彼は一日の大半をそのビニールハウスで過ごしているようでした。
何度か薀蓄を聞かされ、最近奥さんに内緒で買ったという蘭を恥ずかしそうに見せてくれた事もありました。

その日も、何時ものように彼に声を掛け、
何度か来ているはずのハウスに入った時、いつもと何かが違うのを感じました。
いきなりその“何か”が僕を襲いました。
僕は脳天を直撃されたのでした。
「キ~ン!」という音が確かに聞こえました。
…それが“匂い”だと気付くのにはしばらく時間が掛かりました。
僕の蘭との初めての出会いでした。

何十種類もの蘭が咲き、甘やかな匂いに満たされているその中で、
今日咲いたというその蘭は、広いハウスの一番奥にありました。
これだと教えられてもにわかには信じられないほど、その花は小さかった。

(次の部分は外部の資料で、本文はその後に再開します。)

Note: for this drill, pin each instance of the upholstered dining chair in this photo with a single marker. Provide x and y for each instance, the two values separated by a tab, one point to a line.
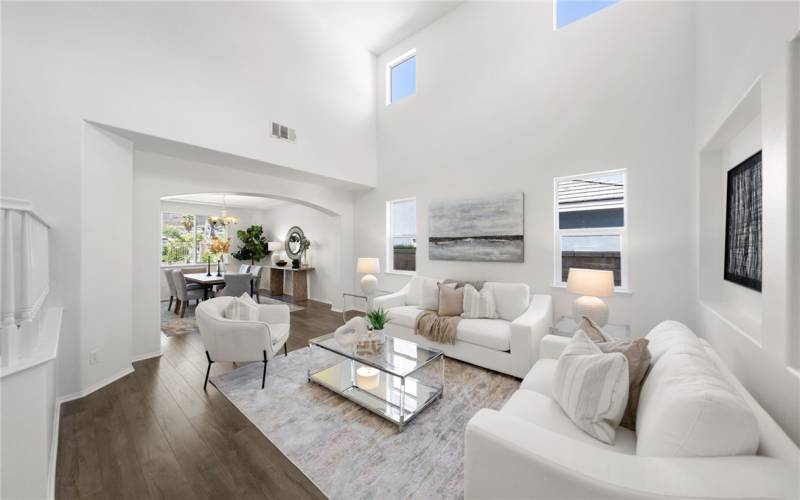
229	340
236	284
184	292
256	272
173	293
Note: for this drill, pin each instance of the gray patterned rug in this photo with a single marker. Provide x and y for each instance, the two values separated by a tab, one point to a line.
349	452
172	324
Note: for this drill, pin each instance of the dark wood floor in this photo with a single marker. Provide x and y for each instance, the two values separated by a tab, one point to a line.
156	434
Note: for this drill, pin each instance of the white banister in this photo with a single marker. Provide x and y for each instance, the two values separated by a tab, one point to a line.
24	279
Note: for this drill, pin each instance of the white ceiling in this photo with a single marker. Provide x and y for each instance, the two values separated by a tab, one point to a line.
229	200
380	25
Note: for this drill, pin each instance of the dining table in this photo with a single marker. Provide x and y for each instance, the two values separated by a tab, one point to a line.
209	282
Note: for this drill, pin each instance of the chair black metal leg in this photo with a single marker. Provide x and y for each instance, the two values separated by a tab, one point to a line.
264	376
208	371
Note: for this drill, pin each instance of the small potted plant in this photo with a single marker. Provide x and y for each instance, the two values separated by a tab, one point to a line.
372	343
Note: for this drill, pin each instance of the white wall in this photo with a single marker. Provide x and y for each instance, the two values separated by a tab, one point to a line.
209	74
157	175
504	104
742	51
105	243
324	255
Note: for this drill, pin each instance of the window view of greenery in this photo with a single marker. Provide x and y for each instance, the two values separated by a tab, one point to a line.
185	239
403	218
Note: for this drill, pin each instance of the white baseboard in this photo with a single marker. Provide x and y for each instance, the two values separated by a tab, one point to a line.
148	355
57	421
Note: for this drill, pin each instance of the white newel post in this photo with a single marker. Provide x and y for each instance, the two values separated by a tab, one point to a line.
24	269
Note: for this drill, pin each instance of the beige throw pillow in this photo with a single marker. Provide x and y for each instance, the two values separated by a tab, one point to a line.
478	304
451	301
638	357
591	387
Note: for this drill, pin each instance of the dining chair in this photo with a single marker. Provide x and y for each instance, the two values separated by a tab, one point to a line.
185	292
236	284
256	272
173	293
231	340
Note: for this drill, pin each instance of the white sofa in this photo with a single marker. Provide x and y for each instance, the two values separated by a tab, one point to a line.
531	449
509	344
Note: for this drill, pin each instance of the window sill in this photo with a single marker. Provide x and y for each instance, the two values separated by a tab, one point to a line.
402	273
617	290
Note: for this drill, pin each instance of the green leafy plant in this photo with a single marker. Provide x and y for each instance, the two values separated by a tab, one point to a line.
253	245
378	318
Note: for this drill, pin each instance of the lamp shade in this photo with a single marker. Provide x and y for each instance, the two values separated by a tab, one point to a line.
590	282
369	265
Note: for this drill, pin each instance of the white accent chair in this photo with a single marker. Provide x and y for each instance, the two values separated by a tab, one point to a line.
509	344
228	340
256	272
531	448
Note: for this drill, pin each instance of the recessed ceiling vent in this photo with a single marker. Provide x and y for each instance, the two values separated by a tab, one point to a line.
283	132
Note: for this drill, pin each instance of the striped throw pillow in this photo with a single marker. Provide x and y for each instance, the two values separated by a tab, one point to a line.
592	387
478	304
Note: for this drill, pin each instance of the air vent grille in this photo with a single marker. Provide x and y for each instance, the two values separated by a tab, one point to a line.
283	132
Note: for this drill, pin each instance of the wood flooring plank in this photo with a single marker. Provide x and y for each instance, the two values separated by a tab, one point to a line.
157	434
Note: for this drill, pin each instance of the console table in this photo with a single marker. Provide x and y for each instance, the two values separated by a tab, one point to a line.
299	281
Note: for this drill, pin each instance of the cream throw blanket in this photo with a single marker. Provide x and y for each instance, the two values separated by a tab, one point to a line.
437	328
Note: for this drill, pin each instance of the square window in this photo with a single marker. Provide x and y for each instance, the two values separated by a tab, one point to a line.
402	77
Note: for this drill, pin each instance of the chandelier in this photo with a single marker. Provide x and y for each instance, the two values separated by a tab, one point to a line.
224	219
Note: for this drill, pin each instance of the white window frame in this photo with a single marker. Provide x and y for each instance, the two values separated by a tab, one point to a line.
389	237
600	231
396	62
195	261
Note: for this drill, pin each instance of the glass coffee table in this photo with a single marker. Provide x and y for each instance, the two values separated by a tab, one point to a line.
396	382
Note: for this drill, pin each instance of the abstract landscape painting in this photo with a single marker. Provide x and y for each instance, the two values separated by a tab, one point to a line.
487	229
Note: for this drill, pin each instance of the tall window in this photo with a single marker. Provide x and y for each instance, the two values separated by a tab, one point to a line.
591	224
185	238
401	77
401	223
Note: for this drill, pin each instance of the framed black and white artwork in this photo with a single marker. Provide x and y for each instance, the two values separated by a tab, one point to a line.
743	224
486	228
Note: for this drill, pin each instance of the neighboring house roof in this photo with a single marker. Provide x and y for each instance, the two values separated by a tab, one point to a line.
589	194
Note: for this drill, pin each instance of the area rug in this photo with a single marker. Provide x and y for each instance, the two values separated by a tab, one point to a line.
349	452
172	324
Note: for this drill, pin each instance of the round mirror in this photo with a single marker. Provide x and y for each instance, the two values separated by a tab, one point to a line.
293	239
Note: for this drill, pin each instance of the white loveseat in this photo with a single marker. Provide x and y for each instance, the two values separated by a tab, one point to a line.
509	344
531	449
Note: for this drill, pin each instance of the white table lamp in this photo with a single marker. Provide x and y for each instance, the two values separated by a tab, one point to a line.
370	266
590	284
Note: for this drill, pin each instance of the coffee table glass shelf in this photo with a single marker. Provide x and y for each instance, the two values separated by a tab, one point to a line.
396	382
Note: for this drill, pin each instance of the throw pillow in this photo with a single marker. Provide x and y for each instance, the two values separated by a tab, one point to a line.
460	284
638	357
592	329
451	301
478	304
591	387
242	308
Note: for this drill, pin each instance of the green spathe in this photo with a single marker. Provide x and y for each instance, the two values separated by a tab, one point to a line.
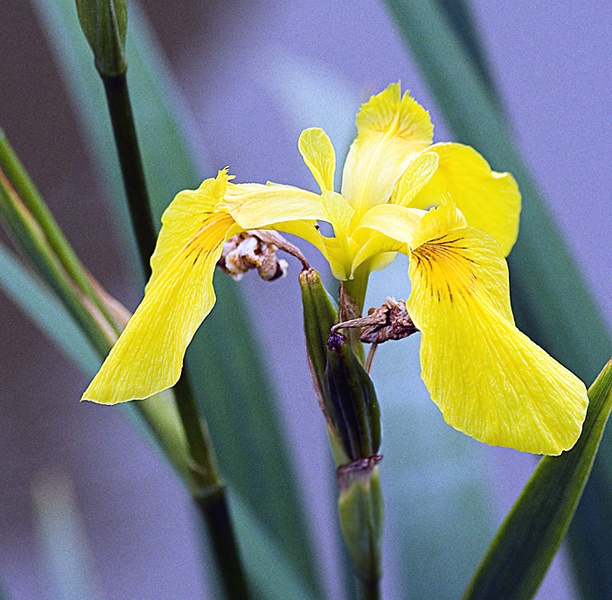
361	511
104	24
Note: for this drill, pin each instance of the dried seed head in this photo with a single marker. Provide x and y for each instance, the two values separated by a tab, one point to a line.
246	251
389	322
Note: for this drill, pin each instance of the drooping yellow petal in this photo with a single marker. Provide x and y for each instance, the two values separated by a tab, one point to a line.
148	356
490	201
183	219
488	379
318	154
391	128
255	206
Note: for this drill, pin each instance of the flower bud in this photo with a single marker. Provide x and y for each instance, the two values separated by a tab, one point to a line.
104	23
361	512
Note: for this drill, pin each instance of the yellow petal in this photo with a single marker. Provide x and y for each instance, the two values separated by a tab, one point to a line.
255	206
384	230
417	174
390	129
392	220
183	218
148	356
488	379
318	154
489	200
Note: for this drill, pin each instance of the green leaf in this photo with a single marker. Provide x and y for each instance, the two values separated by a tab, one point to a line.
46	311
550	299
62	535
531	534
461	20
223	359
273	575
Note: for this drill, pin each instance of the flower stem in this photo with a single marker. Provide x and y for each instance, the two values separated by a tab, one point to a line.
124	130
209	491
370	590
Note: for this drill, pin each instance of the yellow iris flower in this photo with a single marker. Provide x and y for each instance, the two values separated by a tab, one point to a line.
488	379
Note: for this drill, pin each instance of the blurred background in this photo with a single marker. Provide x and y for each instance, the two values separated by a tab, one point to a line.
249	77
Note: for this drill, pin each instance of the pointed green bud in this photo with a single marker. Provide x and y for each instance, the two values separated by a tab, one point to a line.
345	390
104	23
361	512
351	400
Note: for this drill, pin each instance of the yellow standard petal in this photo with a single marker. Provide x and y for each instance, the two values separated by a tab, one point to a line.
488	379
391	128
318	154
148	356
490	201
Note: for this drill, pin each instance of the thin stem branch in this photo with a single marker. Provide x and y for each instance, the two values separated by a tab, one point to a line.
369	590
209	494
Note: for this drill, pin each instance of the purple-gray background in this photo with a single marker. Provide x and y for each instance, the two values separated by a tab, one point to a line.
253	75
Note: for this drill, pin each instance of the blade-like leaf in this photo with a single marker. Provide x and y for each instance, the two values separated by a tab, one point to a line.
46	311
531	534
461	20
436	480
273	575
550	299
223	359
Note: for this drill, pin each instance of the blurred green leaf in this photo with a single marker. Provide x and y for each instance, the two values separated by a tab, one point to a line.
223	359
550	299
531	534
62	536
461	20
46	311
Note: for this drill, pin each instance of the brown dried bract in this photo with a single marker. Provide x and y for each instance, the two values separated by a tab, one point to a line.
389	322
257	250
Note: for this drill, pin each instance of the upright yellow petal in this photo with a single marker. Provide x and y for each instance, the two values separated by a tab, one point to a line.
489	200
391	128
384	230
148	356
488	379
318	154
417	175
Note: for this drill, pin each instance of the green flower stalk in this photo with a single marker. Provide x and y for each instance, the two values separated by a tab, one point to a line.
348	401
104	23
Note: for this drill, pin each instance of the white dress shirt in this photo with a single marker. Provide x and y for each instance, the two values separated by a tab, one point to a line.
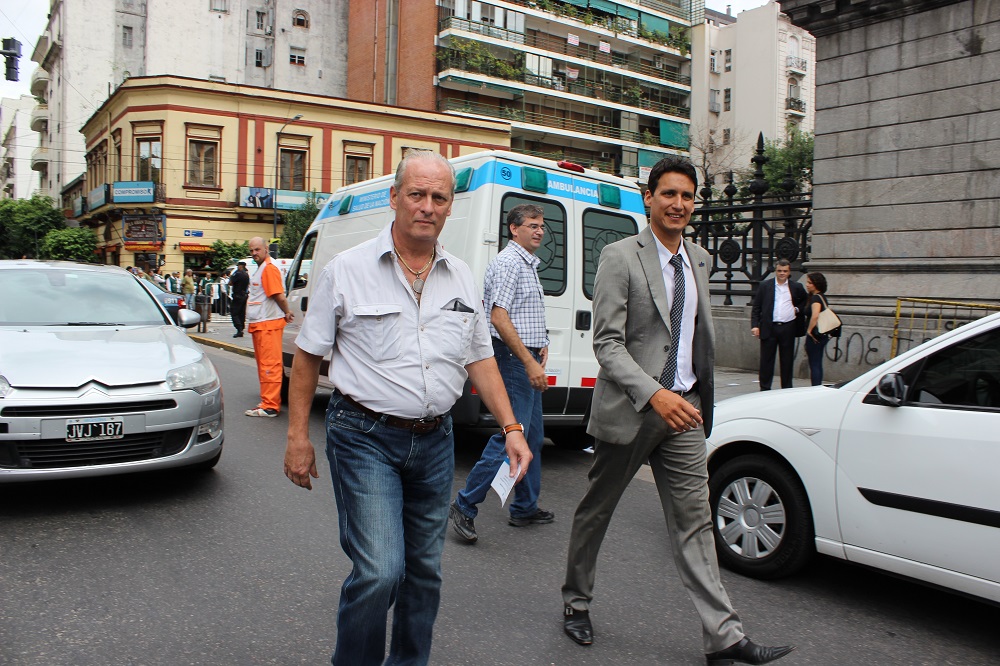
389	353
685	378
784	311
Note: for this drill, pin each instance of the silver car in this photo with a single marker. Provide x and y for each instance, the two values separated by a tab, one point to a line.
95	379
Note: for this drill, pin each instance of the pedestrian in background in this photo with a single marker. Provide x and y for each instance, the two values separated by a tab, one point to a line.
188	288
516	303
405	324
816	341
653	402
268	312
777	317
239	285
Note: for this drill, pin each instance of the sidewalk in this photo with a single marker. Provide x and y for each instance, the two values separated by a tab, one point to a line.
729	382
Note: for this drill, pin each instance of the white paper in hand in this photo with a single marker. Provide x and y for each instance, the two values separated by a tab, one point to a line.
503	481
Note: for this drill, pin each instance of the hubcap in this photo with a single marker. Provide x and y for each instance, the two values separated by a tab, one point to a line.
751	518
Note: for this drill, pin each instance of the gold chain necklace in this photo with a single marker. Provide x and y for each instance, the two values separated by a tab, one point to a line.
418	284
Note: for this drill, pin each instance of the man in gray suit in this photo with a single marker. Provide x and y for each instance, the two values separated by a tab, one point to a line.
653	400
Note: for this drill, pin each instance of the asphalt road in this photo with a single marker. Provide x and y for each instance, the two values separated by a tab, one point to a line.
237	566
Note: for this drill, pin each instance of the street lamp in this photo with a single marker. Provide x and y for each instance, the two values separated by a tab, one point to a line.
277	161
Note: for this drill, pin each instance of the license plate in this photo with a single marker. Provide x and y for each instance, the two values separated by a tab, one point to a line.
94	428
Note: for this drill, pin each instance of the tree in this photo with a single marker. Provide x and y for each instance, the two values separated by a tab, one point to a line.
225	254
24	223
78	244
296	223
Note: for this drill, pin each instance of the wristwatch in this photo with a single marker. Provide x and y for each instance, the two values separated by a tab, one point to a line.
513	427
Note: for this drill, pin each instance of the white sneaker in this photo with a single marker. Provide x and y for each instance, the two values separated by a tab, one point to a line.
260	411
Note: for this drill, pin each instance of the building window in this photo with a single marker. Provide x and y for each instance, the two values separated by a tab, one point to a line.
202	165
356	168
149	155
293	170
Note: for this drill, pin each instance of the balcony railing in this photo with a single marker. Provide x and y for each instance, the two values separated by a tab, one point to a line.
556	45
602	91
547	120
795	104
798	64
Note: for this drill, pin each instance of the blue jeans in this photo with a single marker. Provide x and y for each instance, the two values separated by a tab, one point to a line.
814	350
527	405
393	489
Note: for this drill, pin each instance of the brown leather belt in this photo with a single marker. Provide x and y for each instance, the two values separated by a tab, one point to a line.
417	426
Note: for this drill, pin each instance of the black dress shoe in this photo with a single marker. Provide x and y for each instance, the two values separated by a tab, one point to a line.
577	625
747	652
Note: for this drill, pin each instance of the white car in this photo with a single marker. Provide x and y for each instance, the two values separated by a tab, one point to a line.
897	469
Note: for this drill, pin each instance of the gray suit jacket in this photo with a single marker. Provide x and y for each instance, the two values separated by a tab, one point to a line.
632	336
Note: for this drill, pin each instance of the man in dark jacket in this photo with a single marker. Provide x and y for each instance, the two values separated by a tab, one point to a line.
778	307
239	286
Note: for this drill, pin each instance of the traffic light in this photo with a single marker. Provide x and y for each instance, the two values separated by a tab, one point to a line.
11	51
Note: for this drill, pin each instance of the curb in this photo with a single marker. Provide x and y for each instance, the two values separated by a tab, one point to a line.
227	346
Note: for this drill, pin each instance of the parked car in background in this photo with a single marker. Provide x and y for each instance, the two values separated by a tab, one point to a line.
170	301
896	469
95	378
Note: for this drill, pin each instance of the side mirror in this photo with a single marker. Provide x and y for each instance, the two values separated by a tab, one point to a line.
187	318
891	390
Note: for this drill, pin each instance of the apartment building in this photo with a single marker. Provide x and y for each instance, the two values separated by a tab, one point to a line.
19	117
91	46
759	78
175	164
599	82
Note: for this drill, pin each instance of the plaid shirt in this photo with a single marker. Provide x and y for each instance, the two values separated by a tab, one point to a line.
512	283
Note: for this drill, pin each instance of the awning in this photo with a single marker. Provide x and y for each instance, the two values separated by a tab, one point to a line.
143	247
194	247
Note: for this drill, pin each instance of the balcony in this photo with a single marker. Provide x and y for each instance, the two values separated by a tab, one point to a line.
795	106
569	126
39	117
501	69
40	159
40	83
796	65
561	46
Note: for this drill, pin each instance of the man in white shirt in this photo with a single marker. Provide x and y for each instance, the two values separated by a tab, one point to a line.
405	324
775	318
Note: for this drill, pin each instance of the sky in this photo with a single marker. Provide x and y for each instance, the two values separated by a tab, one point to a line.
25	21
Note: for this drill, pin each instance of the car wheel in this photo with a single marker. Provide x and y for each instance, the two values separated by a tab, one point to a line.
762	522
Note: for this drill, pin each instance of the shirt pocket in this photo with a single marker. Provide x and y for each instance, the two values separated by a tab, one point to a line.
454	331
379	324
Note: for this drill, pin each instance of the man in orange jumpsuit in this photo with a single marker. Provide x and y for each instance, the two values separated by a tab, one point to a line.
267	314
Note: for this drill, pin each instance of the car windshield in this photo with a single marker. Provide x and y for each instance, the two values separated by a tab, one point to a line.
75	297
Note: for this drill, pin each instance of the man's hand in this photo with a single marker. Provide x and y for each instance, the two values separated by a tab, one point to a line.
536	376
678	413
300	462
518	453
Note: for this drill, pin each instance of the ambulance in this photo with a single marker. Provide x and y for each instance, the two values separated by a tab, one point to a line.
584	211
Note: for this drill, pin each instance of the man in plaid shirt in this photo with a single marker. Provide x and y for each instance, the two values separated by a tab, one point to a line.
514	298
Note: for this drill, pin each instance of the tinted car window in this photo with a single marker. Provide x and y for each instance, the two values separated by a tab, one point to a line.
966	374
69	296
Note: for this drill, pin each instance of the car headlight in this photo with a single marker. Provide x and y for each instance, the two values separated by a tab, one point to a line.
199	376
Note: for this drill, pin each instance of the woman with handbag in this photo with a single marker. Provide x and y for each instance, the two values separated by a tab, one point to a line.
816	341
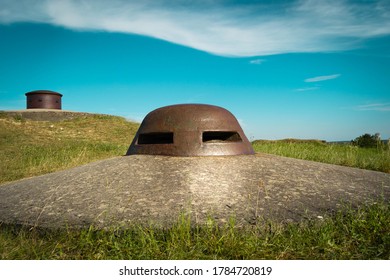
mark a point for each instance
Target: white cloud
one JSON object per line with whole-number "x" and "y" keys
{"x": 257, "y": 61}
{"x": 219, "y": 27}
{"x": 307, "y": 89}
{"x": 374, "y": 107}
{"x": 322, "y": 78}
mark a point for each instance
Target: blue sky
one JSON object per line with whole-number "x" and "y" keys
{"x": 286, "y": 69}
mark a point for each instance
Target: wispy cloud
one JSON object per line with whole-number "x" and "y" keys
{"x": 322, "y": 78}
{"x": 306, "y": 89}
{"x": 220, "y": 27}
{"x": 374, "y": 107}
{"x": 257, "y": 61}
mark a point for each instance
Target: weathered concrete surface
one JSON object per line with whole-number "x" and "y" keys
{"x": 156, "y": 189}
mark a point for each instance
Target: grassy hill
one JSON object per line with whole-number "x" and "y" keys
{"x": 30, "y": 148}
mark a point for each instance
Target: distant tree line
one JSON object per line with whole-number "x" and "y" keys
{"x": 369, "y": 141}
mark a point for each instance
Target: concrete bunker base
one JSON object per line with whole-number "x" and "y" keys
{"x": 149, "y": 189}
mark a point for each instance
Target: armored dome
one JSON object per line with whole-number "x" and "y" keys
{"x": 43, "y": 99}
{"x": 190, "y": 130}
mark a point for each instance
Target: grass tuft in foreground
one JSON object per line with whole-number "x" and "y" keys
{"x": 351, "y": 234}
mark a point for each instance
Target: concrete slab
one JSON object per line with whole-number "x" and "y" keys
{"x": 156, "y": 189}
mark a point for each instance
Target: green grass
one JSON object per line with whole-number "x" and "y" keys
{"x": 351, "y": 234}
{"x": 30, "y": 148}
{"x": 341, "y": 154}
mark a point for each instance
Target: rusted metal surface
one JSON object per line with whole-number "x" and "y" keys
{"x": 43, "y": 99}
{"x": 190, "y": 130}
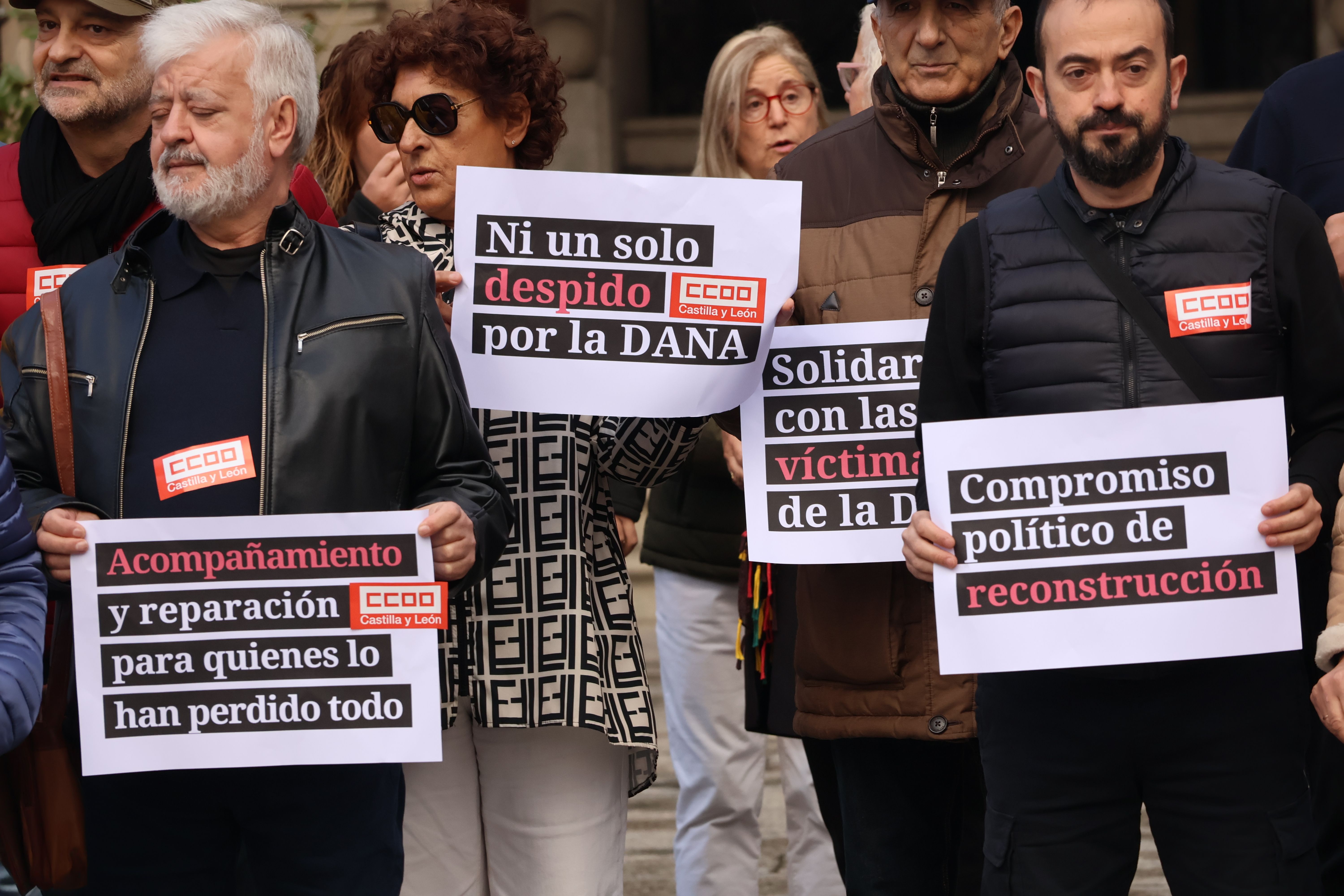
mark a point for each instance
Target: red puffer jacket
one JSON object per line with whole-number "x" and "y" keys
{"x": 19, "y": 252}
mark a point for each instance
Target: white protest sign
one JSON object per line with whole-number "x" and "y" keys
{"x": 1111, "y": 538}
{"x": 226, "y": 643}
{"x": 829, "y": 448}
{"x": 619, "y": 295}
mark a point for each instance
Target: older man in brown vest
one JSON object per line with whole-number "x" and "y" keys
{"x": 884, "y": 194}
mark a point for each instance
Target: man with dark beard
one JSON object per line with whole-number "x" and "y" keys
{"x": 1022, "y": 324}
{"x": 79, "y": 181}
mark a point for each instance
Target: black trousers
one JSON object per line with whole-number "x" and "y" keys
{"x": 1214, "y": 749}
{"x": 308, "y": 831}
{"x": 913, "y": 815}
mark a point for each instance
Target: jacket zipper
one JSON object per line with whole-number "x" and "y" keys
{"x": 1131, "y": 349}
{"x": 265, "y": 359}
{"x": 131, "y": 396}
{"x": 76, "y": 375}
{"x": 353, "y": 322}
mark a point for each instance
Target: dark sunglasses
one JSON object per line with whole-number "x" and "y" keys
{"x": 435, "y": 113}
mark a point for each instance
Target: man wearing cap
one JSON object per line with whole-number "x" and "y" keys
{"x": 79, "y": 181}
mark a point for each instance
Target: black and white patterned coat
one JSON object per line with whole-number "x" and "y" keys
{"x": 552, "y": 637}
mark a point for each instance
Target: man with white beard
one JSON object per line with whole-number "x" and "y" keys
{"x": 79, "y": 181}
{"x": 232, "y": 315}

多分数ミリ。
その花から発したナニモノカ!は、ハウスの入り口に立った僕の脳髄を直撃したのです。

僕はしばらくの間、完全に正気を失っていました。

良い香り、なんていうもんではありませんでした。
こんなものが地球上に存在するんだ!という驚きでしょうか。
いったいあれは何だったんだろうか?
今でも言葉に出来ないナニモノカ!なのです。

何かに狂う!という事は、狂った本人以外には絶対分からないんだろうな?きっと!
僕の未だ知らないものが、世の中にはまだまだあるんだろうな!と
今でも“蘭”という字を見ると思うのです。

ロビンソンの4Fギャラリーで始まった蘭展に、ちょっと緊張しながら行ってきました。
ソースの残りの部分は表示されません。